Hedge fund manager Philippe Laffont has made some intriguing trades in the fourth-quarter by adding a new position in controversial automaker Tesla Inc (NASDAQ:TSLA) and dramatically upping his Fitbit Inc (NYSE:FIT) position. “Tiger cub” Laffont (so named because he is one of several big names who once worked for the legendary Julian Robertson’s Tiger Management fund) also initiated a new position in Apple Inc. (NASDAQ:AAPL), the world’s largest tech company by total assets.
Laffont is founder and CEO of the $8.44 billion fund Coatue Management LLC. The fund has been generating striking returns in recent years with a very impressive 30.32% return in 2016 and an annualized return over the last three years of 18.48%. In fact, if we look at the fund’s measured performance (89.1%) we can see that the fund has outperformed both the S&P 500 (81.8%) and the average hedge fund portfolio (51.7%). All of this adds up to give Laffont a four-star ranking on financial accountability engine TipRanks.
So what is driving the fund’s success?
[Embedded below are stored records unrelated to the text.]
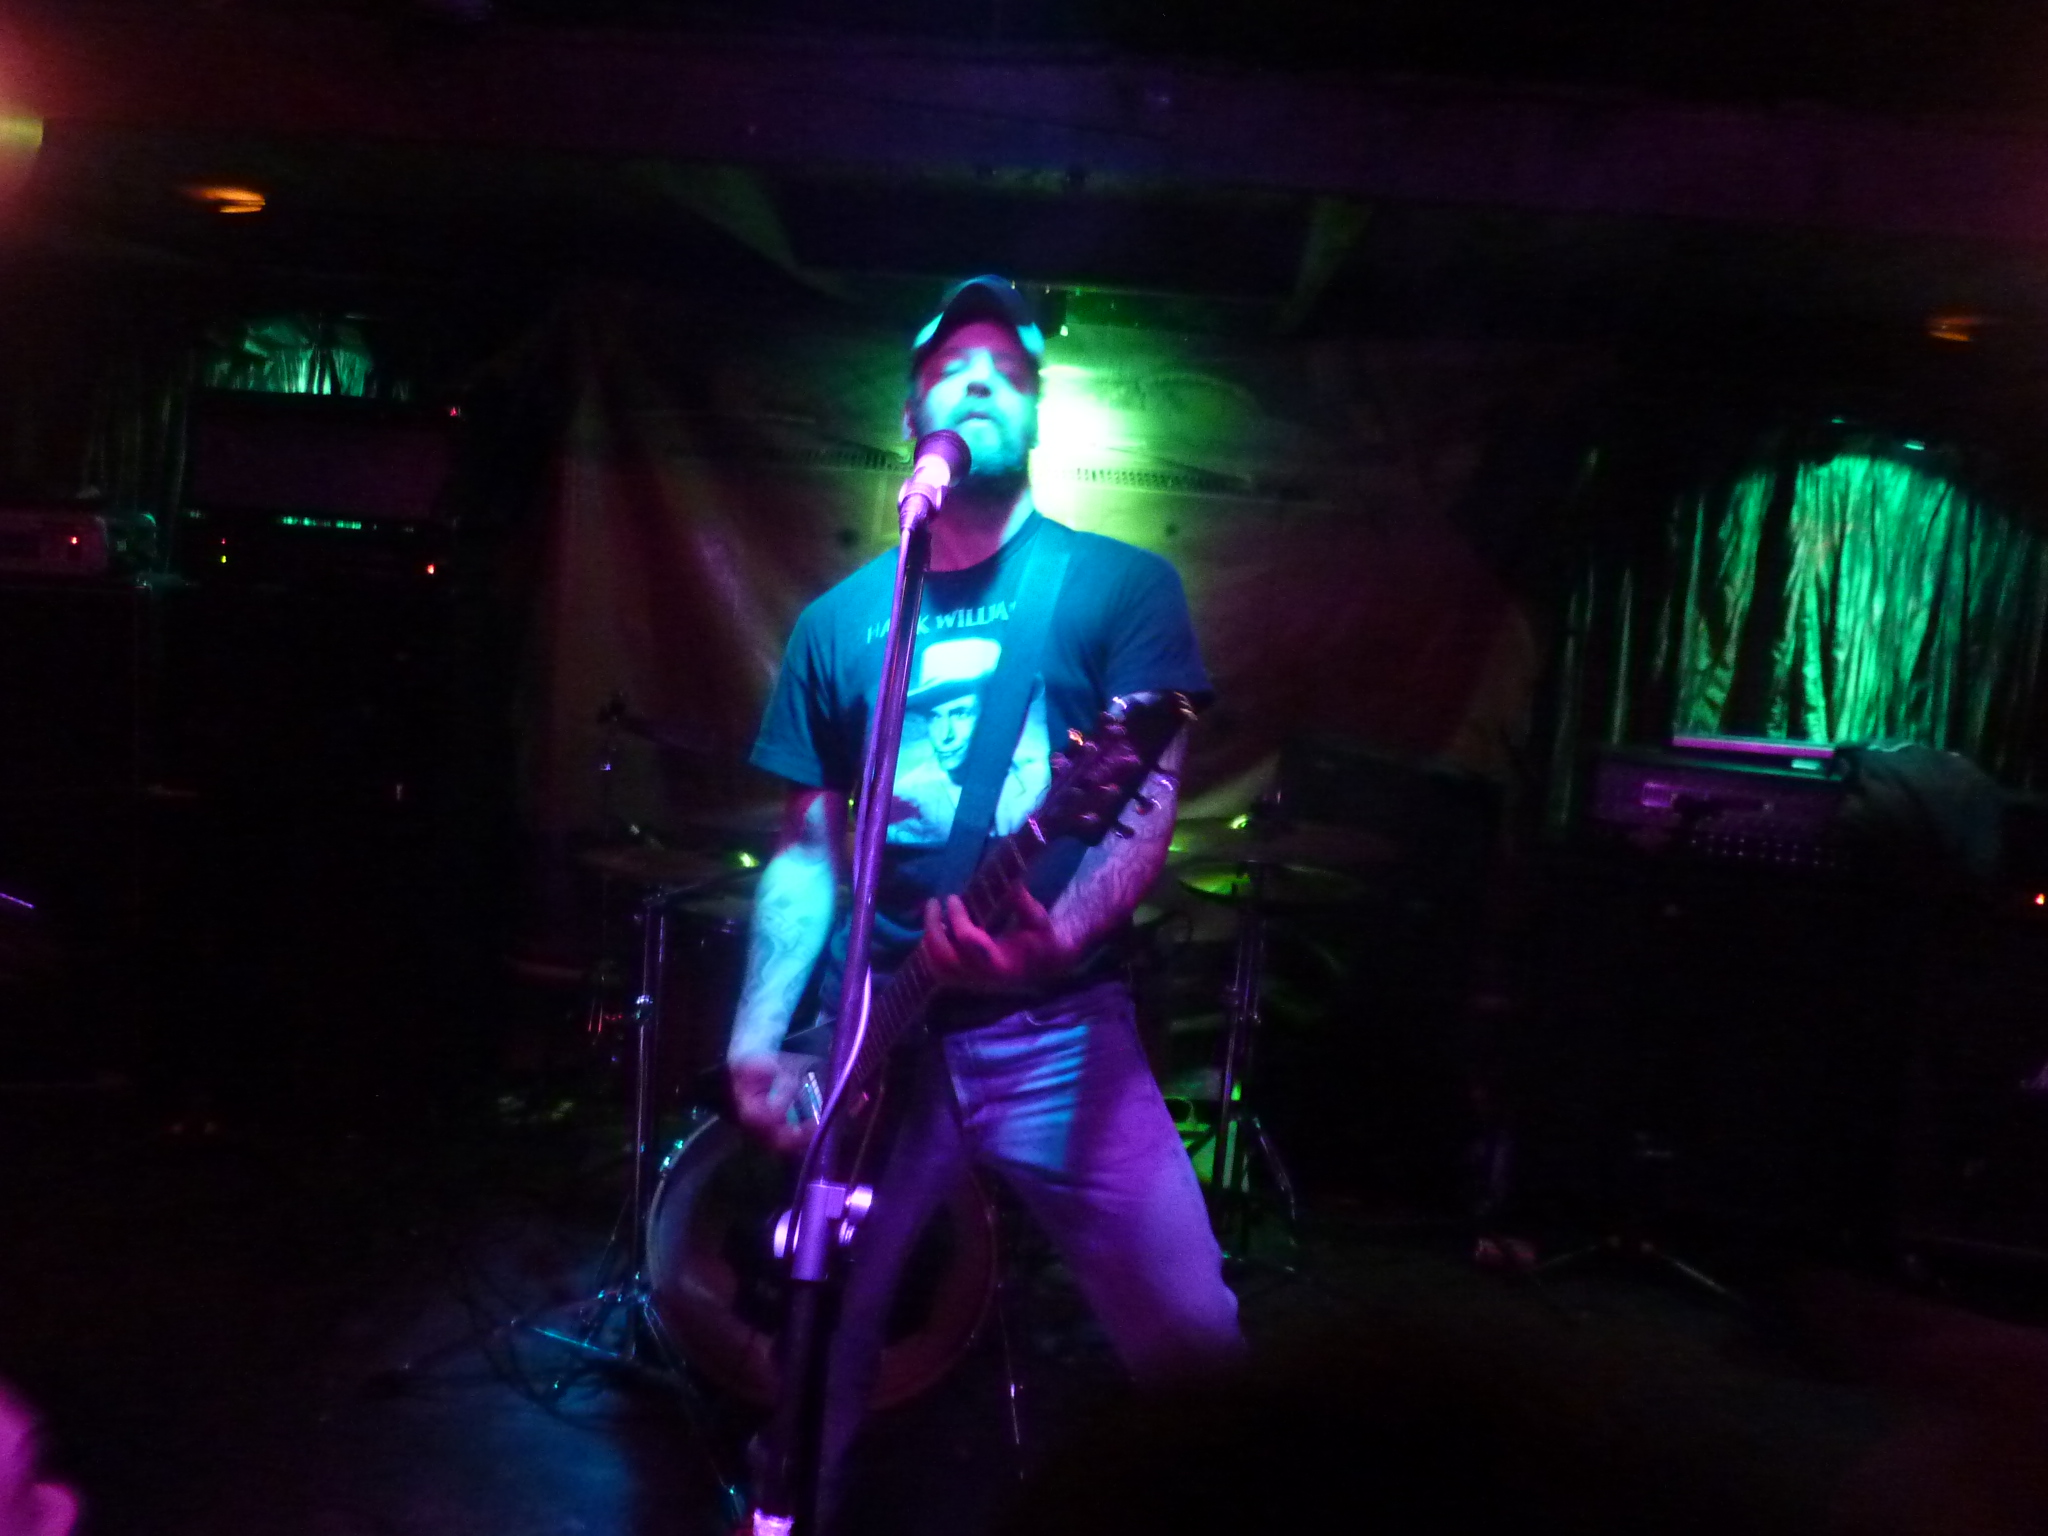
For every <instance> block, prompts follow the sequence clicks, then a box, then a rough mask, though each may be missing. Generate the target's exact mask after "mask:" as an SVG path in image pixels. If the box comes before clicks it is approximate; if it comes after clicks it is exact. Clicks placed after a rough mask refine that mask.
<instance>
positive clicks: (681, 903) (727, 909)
mask: <svg viewBox="0 0 2048 1536" xmlns="http://www.w3.org/2000/svg"><path fill="white" fill-rule="evenodd" d="M676 911H680V913H684V915H688V918H696V920H700V922H705V924H709V926H711V928H719V930H727V932H737V930H741V928H745V926H748V920H750V918H752V915H754V897H752V895H731V893H727V895H709V897H690V899H688V901H678V903H676Z"/></svg>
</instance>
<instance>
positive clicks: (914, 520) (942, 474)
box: [897, 430, 973, 528]
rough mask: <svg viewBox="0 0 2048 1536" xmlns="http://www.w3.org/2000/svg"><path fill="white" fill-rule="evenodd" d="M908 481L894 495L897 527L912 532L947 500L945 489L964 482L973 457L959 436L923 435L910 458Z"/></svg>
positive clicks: (934, 511) (926, 434) (921, 523)
mask: <svg viewBox="0 0 2048 1536" xmlns="http://www.w3.org/2000/svg"><path fill="white" fill-rule="evenodd" d="M911 459H913V463H911V467H909V479H905V481H903V489H901V492H897V524H899V526H903V528H915V526H920V524H922V522H924V520H926V518H930V516H932V514H934V512H938V504H940V502H944V500H946V487H948V485H952V483H954V481H958V479H967V469H969V465H971V463H973V455H971V453H969V451H967V442H965V440H963V438H961V434H958V432H944V430H940V432H926V434H924V436H922V438H918V453H915V455H911Z"/></svg>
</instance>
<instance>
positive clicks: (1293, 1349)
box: [0, 1092, 1991, 1536]
mask: <svg viewBox="0 0 2048 1536" xmlns="http://www.w3.org/2000/svg"><path fill="white" fill-rule="evenodd" d="M537 1108H539V1110H545V1108H549V1106H541V1104H539V1102H537V1100H504V1102H502V1106H500V1112H498V1114H496V1116H494V1114H483V1116H475V1114H471V1116H457V1118H442V1120H436V1116H432V1114H418V1112H416V1110H406V1112H391V1114H379V1108H377V1104H362V1106H356V1108H354V1112H350V1114H340V1116H324V1118H322V1120H319V1122H317V1124H299V1126H295V1128H293V1130H289V1133H285V1130H279V1128H274V1126H272V1128H270V1130H248V1128H236V1126H223V1128H221V1130H219V1133H217V1135H207V1128H205V1126H184V1128H182V1130H174V1128H172V1126H170V1124H166V1122H164V1120H162V1114H160V1112H156V1110H147V1108H143V1106H141V1104H139V1102H135V1100H133V1098H127V1096H121V1094H18V1092H16V1094H8V1096H6V1098H4V1100H0V1126H4V1133H0V1137H4V1141H0V1149H4V1159H6V1176H4V1180H0V1229H4V1231H6V1233H8V1239H6V1243H4V1247H0V1294H4V1296H6V1305H4V1309H0V1376H6V1378H10V1380H12V1382H14V1384H18V1386H20V1389H23V1391H25V1393H27V1395H29V1397H33V1399H35V1401H37V1403H39V1405H41V1409H43V1413H45V1419H47V1432H49V1444H51V1454H53V1460H55V1464H57V1470H59V1473H61V1475H63V1477H66V1479H70V1481H74V1483H76V1485H78V1487H80V1489H82V1493H84V1499H86V1505H88V1511H90V1516H88V1524H86V1530H88V1532H96V1534H98V1536H129V1534H133V1536H143V1534H147V1536H188V1534H190V1536H199V1532H207V1536H258V1534H264V1536H268V1534H270V1532H279V1534H283V1532H293V1534H297V1536H469V1534H475V1536H485V1534H487V1536H571V1534H575V1536H629V1534H631V1536H694V1534H696V1532H707V1534H709V1532H721V1530H729V1522H727V1516H725V1513H723V1509H721V1501H719V1481H721V1479H725V1477H731V1475H733V1466H735V1462H737V1446H739V1444H741V1442H743V1436H745V1434H748V1427H750V1419H748V1415H745V1413H741V1411H733V1409H731V1407H727V1405H721V1403H717V1401H713V1403H709V1405H705V1413H702V1417H700V1419H692V1413H688V1411H686V1409H684V1403H682V1401H680V1399H678V1395H676V1393H672V1391H670V1389H666V1386H659V1384H655V1386H631V1389H621V1386H616V1384H610V1382H608V1380H606V1378H604V1376H598V1374H594V1372H590V1370H582V1368H578V1366H575V1364H573V1362H571V1360H565V1358H563V1356H561V1354H557V1352H553V1350H551V1348H549V1346H545V1343H537V1341H522V1343H518V1346H514V1348H508V1346H506V1343H504V1341H502V1339H492V1341H487V1343H481V1346H473V1343H461V1341H463V1339H465V1337H467V1335H469V1331H471V1329H475V1327H479V1325H489V1323H494V1321H498V1319H502V1317H508V1315H512V1313H514V1311H520V1309H528V1307H535V1305H545V1303H549V1300H561V1298H569V1296H578V1294H582V1292H584V1288H586V1286H588V1284H590V1274H588V1272H590V1266H592V1260H594V1257H596V1253H598V1251H600V1247H602V1241H604V1235H606V1227H608V1221H610V1217H612V1212H614V1210H616V1198H614V1196H616V1178H614V1176H616V1163H612V1161H610V1149H612V1147H616V1141H614V1139H612V1137H614V1133H612V1130H610V1128H608V1126H606V1124H604V1120H602V1116H584V1118H580V1116H578V1112H575V1110H569V1112H567V1114H563V1116H561V1118H555V1120H551V1118H549V1114H547V1112H535V1110H537ZM1380 1214H1384V1212H1366V1210H1362V1208H1358V1206H1343V1204H1325V1206H1321V1208H1319V1210H1317V1212H1315V1217H1317V1221H1315V1227H1313V1233H1311V1239H1309V1243H1307V1247H1305V1249H1303V1253H1300V1264H1303V1276H1300V1278H1288V1276H1284V1274H1253V1276H1247V1278H1245V1282H1243V1286H1241V1294H1243V1315H1245V1323H1247V1333H1249V1335H1251V1339H1253V1346H1255V1350H1257V1352H1260V1356H1264V1358H1266V1360H1296V1362H1298V1360H1303V1358H1317V1356H1321V1358H1323V1362H1325V1364H1327V1360H1329V1356H1331V1352H1333V1350H1341V1348H1343V1343H1341V1341H1348V1339H1370V1337H1374V1335H1405V1337H1413V1335H1417V1331H1436V1335H1440V1337H1446V1339H1493V1341H1495V1343H1497V1341H1503V1339H1507V1341H1511V1339H1518V1337H1522V1339H1528V1341H1530V1354H1528V1360H1532V1362H1538V1364H1540V1366H1542V1368H1544V1370H1552V1372H1556V1370H1563V1372H1583V1374H1585V1380H1589V1382H1597V1395H1599V1401H1602V1413H1608V1415H1616V1417H1618V1419H1626V1421H1632V1423H1634V1425H1636V1430H1642V1427H1645V1425H1649V1427H1651V1430H1649V1438H1651V1440H1657V1438H1659V1432H1657V1427H1655V1425H1659V1423H1661V1425H1667V1432H1669V1434H1667V1438H1669V1440H1671V1444H1675V1446H1681V1448H1683V1454H1681V1460H1683V1464H1686V1466H1688V1468H1690V1475H1698V1477H1700V1481H1702V1489H1706V1495H1702V1497H1706V1499H1708V1503H1710V1505H1712V1513H1714V1524H1716V1528H1718V1530H1745V1532H1772V1530H1786V1532H1792V1530H1821V1528H1823V1526H1825V1522H1827V1511H1829V1505H1831V1501H1835V1499H1837V1495H1839V1493H1841V1489H1843V1485H1845V1481H1847V1479H1864V1481H1868V1477H1870V1466H1872V1456H1874V1454H1878V1452H1880V1442H1882V1440H1884V1438H1886V1436H1888V1434H1894V1432H1896V1430H1898V1425H1901V1423H1903V1421H1905V1419H1903V1413H1901V1409H1898V1407H1896V1401H1892V1399H1886V1397H1880V1386H1878V1382H1876V1380H1874V1378H1872V1376H1870V1372H1864V1370H1862V1368H1860V1362H1858V1360H1855V1358H1853V1356H1855V1354H1858V1348H1855V1346H1853V1343H1851V1346H1849V1348H1847V1352H1845V1348H1843V1339H1841V1337H1839V1333H1837V1331H1835V1329H1837V1325H1839V1323H1841V1319H1843V1317H1845V1311H1843V1307H1839V1305H1829V1307H1827V1309H1825V1311H1827V1313H1829V1317H1825V1319H1819V1321H1815V1323H1812V1327H1804V1325H1802V1321H1800V1317H1802V1313H1800V1309H1798V1307H1792V1309H1788V1311H1780V1309H1778V1307H1776V1300H1780V1298H1784V1296H1796V1294H1806V1296H1817V1294H1821V1296H1825V1294H1835V1292H1831V1290H1829V1288H1831V1286H1847V1284H1849V1282H1845V1280H1837V1278H1827V1276H1823V1278H1821V1280H1817V1282H1806V1284H1812V1286H1819V1288H1817V1290H1804V1292H1798V1290H1790V1292H1788V1290H1774V1307H1772V1313H1769V1321H1767V1323H1759V1321H1757V1319H1753V1317H1741V1315H1735V1313H1731V1311H1726V1309H1722V1307H1718V1305H1716V1303H1712V1300H1708V1298H1702V1296H1698V1294H1694V1292H1692V1290H1690V1288H1683V1286H1679V1284H1671V1282H1667V1280H1659V1278H1653V1276H1651V1274H1649V1272H1645V1270H1632V1268H1612V1266H1589V1268H1585V1270H1577V1272H1571V1274H1567V1276H1563V1278H1559V1280H1556V1282H1554V1284H1546V1286H1532V1284H1530V1282H1526V1280H1513V1278H1505V1276H1501V1274H1497V1272H1487V1270H1481V1268H1475V1266H1473V1264H1470V1251H1468V1249H1470V1235H1468V1233H1462V1231H1458V1229H1456V1227H1454V1225H1450V1223H1427V1221H1415V1223H1401V1221H1380V1219H1378V1217H1380ZM1022 1247H1024V1260H1022V1266H1024V1272H1022V1274H1020V1276H1018V1280H1016V1284H1014V1286H1012V1307H1010V1337H1012V1352H1010V1354H1012V1358H1014V1362H1016V1374H1018V1380H1020V1389H1022V1391H1020V1395H1018V1403H1020V1419H1022V1430H1024V1452H1022V1456H1020V1452H1018V1450H1016V1448H1014V1446H1012V1438H1010V1419H1008V1393H1006V1384H1004V1382H1006V1372H1004V1350H1001V1341H999V1337H997V1329H993V1327H989V1329H985V1331H983V1335H981V1337H979V1339H977V1343H975V1346H973V1348H971V1352H969V1354H967V1358H965V1360H963V1362H961V1364H958V1366H956V1368H954V1372H952V1374H950V1376H948V1378H946V1380H944V1382H942V1384H940V1386H938V1389H934V1391H932V1393H928V1395H926V1397H922V1399H918V1401H913V1403H909V1405H905V1407H901V1409H897V1411H893V1413H889V1415H885V1417H883V1419H881V1421H879V1423H877V1427H874V1434H872V1438H870V1446H868V1454H866V1458H864V1462H866V1470H868V1477H866V1481H864V1487H862V1489H860V1493H858V1499H856V1507H854V1524H856V1526H858V1528H860V1530H872V1532H883V1530H887V1532H893V1534H897V1536H918V1534H920V1532H940V1530H946V1532H958V1530H979V1528H983V1526H985V1524H987V1522H989V1520H991V1518H993V1516H995V1513H997V1509H999V1507H1001V1505H1004V1503H1006V1501H1008V1499H1010V1497H1012V1495H1014V1491H1016V1487H1018V1477H1020V1468H1022V1466H1024V1464H1026V1462H1036V1460H1040V1458H1042V1456H1044V1454H1047V1452H1049V1448H1053V1446H1057V1444H1059V1442H1061V1438H1063V1436H1065V1434H1067V1432H1069V1430H1073V1427H1075V1425H1077V1423H1083V1421H1085V1419H1090V1415H1092V1413H1094V1411H1096V1409H1100V1407H1102V1405H1106V1403H1110V1405H1114V1403H1116V1393H1118V1386H1116V1372H1114V1368H1112V1364H1110V1360H1108V1356H1106V1350H1104V1346H1102V1341H1100V1337H1098V1335H1096V1333H1094V1329H1092V1325H1090V1323H1087V1321H1085V1315H1083V1313H1081V1311H1079V1305H1077V1298H1075V1296H1073V1294H1071V1292H1069V1290H1065V1286H1063V1282H1061V1276H1059V1272H1057V1266H1051V1264H1047V1260H1044V1257H1042V1255H1038V1257H1032V1253H1030V1247H1032V1245H1030V1243H1028V1241H1024V1243H1022ZM1780 1280H1782V1276H1780ZM1839 1294H1851V1296H1866V1298H1868V1296H1876V1298H1878V1311H1880V1313H1882V1311H1884V1305H1888V1303H1886V1300H1884V1298H1886V1292H1884V1288H1882V1286H1876V1288H1868V1282H1855V1284H1853V1286H1849V1288H1847V1290H1843V1292H1839ZM1915 1305H1917V1303H1915ZM1915 1315H1919V1317H1952V1319H1954V1323H1956V1327H1962V1329H1968V1327H1972V1321H1970V1319H1968V1315H1964V1313H1960V1311H1954V1313H1950V1311H1937V1313H1933V1311H1931V1313H1915ZM1808 1317H1810V1313H1808ZM1987 1327H1991V1325H1987ZM438 1346H453V1348H446V1350H442V1352H440V1354H436V1356H434V1358H430V1360H428V1362H426V1364H422V1366H420V1368H418V1370H414V1372H412V1374H410V1376H406V1378H393V1376H391V1370H393V1368H395V1366H399V1364H401V1362H406V1360H408V1358H412V1356H418V1354H422V1352H432V1350H436V1348H438ZM1509 1348H1511V1346H1509ZM1368 1389H1370V1380H1366V1378H1362V1380H1360V1386H1358V1391H1360V1393H1364V1391H1368ZM1321 1430H1329V1432H1335V1430H1339V1425H1327V1423H1325V1425H1321ZM1702 1511H1706V1507H1704V1505H1702Z"/></svg>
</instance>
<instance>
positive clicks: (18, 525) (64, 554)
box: [0, 508, 156, 575]
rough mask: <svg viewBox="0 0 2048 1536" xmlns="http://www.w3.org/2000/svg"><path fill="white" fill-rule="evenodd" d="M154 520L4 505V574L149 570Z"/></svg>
mask: <svg viewBox="0 0 2048 1536" xmlns="http://www.w3.org/2000/svg"><path fill="white" fill-rule="evenodd" d="M154 555H156V518H150V516H141V514H135V516H111V514H106V512H74V510H68V508H0V575H115V573H125V571H139V569H147V565H150V561H152V559H154Z"/></svg>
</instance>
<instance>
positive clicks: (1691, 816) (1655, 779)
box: [1585, 748, 1849, 870]
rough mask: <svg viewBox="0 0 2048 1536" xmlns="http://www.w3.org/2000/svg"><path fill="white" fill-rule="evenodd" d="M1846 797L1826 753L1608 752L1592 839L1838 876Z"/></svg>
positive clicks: (1602, 756) (1620, 749)
mask: <svg viewBox="0 0 2048 1536" xmlns="http://www.w3.org/2000/svg"><path fill="white" fill-rule="evenodd" d="M1794 762H1798V764H1800V766H1792V764H1794ZM1804 764H1812V766H1804ZM1845 797H1847V784H1845V780H1843V778H1839V776H1837V774H1833V772H1829V756H1827V748H1810V750H1806V754H1804V756H1798V758H1794V756H1790V754H1788V756H1776V754H1774V756H1761V754H1751V756H1737V754H1729V756H1724V758H1718V760H1716V758H1712V756H1708V754H1706V752H1694V754H1681V752H1659V750H1651V748H1608V750H1604V752H1602V754H1599V762H1597V764H1595V768H1593V788H1591V799H1589V801H1587V809H1585V819H1587V825H1589V829H1591V831H1593V834H1595V836H1602V838H1608V840H1618V842H1626V844H1630V846H1636V848H1642V850H1647V852H1675V854H1688V856H1694V858H1706V860H1714V862H1726V864H1761V866H1778V868H1808V870H1833V868H1843V866H1847V862H1849V842H1847V838H1845V836H1843V831H1841V821H1839V817H1841V807H1843V801H1845Z"/></svg>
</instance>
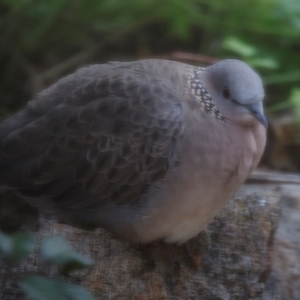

The fund utilizes a long/short strategy with 54% of the fund invested in the tech sector: Facebook, Nvidia and Alphabet are three of the fund’s biggest holdings. All of these stocks have driven high returns, with chipmaker Nvidia’s stock price shooting up from $31 back in February 2016 to its share price of $110 today. Similarly FB, which is now trading at $136 has added about $30 to its stock price over the year.
Bearing this in mind let’s now delve into three of Laffont’s key Q4 trades, as revealed by 13F forms filed with the SEC:
Laffont initiated a new position in electrical carmaker Tesla with the purchase of 39,643 shares which have a reported value of $8.47 million. Since the last filing TSLA share prices have soared 27.99%. However the consensus analyst rating on the stock is hold with the average analyst price target now representing a -21.56% downside from the current share price of $273.51. Analysts are concerned that the rally in shares was overblown as, according to top UBS analyst Colin Langan there was “no fundamental reason for the run-up.” He reiterated his sell rating with a $160 price target on Feb 16 saying that “We remain cautious with expected accelerated cash burn ahead of the Model 3 launch … [and] negative earnings revisions with the inclusion of SolarCity.”
Tesla has just announced that its mass-market Model 3 sedan is on track for volume production by September of this year. CEO Elon Musk said that no capital needs to be raised for the Model 3 but “it may get very close to the edge.”
Laffont made a substantial addition of 230% to the fund’s position in wearable device maker Fitbit. His 8.2 million shares have a reported value of $60.5 million. However, since the last filing the shares have dropped by -19%. The market is also cautious on the outlook for Fitbit with an analyst consensus rating of hold although the price target represents a slightly more positive 7.65% upside from the current share price of $5.88.
Fitbit, which develops fitness trackers, saw a disappointing holiday season capped off with weak projections for the year ahead. The company reported its first a fourth-quarter loss on low sales and is now predicting a full year loss of between 22 cents and 44 cents per share on revenue of $1.5 billion to $1.7 billion.
As part of the earnings release, Fitbit revealed that it paid $15 million for Vector Watch and $23 million for smartwatch startup Pebble. This was much lower than the $34-40 million that the market had expected. Pebble ran a record-breaking crowdfunding campaign but was forced to sell at a low price once banks lost confidence, according to Business Insider.
In Q4, Laffont added a new position in Apple with 3.19 million shares worth close to $370 million. The shares have already gained 18.9% since the last filing. Laffont isn’t the only hedge fund manager who has made a move to Apple; in Q4 Warren Buffett, the “Oracle of Omaha” added 276% to his now $6 billion AAPL position. Not surprisingly therefore the hedge fund sentiment on Apple is very positive with hedge funds increasing their Apple holdings by 41.8 million shares in the last quarter. This also mirrors the bullish strong buy outlook on Apple from analysts who are confident that demand for the much-hyped iPhone 8 will take Apple to new heights.
On February 21, 4-star Morgan Stanley analyst Kathryn Huberty rated Apple a buy with a $154 price target based on strong predicted iPhone sales in China of $260 million. In fact, the analyst anticipates China will “contribute outsized growth” in the fiscal year of 2018 due to 1) a larger base of users requiring upgrades and 2) Apple taking users from local Chinese smartphone brands.